Discussion on Answer
Who said anything about atheism?
I explained it. The fact that there are infinitely many points says nothing at all about the length of the segment. As for the paradox of Achilles and the tortoise, there are surely detailed explanations online.
You didn’t, I just mentioned it just in case.
If there are infinitely many time-points, and each point has a value greater than 0, wouldn’t that be an infinite amount of time?
^If* the night is confusing me
I also posted this in another question, looking for the answer.
A point has no length. But this really isn’t the place for math lessons.
Imagine a 1×1 square. Its area is 1. Now divide it in half and color it in. Of what remains, divide it in half and color that in. And so on to infinity.
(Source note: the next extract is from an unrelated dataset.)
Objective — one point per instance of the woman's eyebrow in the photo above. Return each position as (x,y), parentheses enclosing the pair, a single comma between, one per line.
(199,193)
There are infinitely many addends, but you would agree that the area does not exceed the area of the square, which is 1.
What matters is not the infinite series itself, but whether it converges or diverges. Any series of accumulated seconds converges.
In addition, it is not true that an infinity of prime numbers is equivalent to every other infinity. Even among infinities, there is infinity that is countable (for example, the natural numbers) and infinity that cannot be counted (for example, the real and complex numbers).
A. I’m not an atheist; these are just questions that occurred to me.
As for the Big Bang, I read too many physicists who claim that it is not the beginning of the universe, but only the farthest point we can currently investigate… so I’m not sure what I think.
B. I’d be happy for an explanation of why this is a mistaken paradox.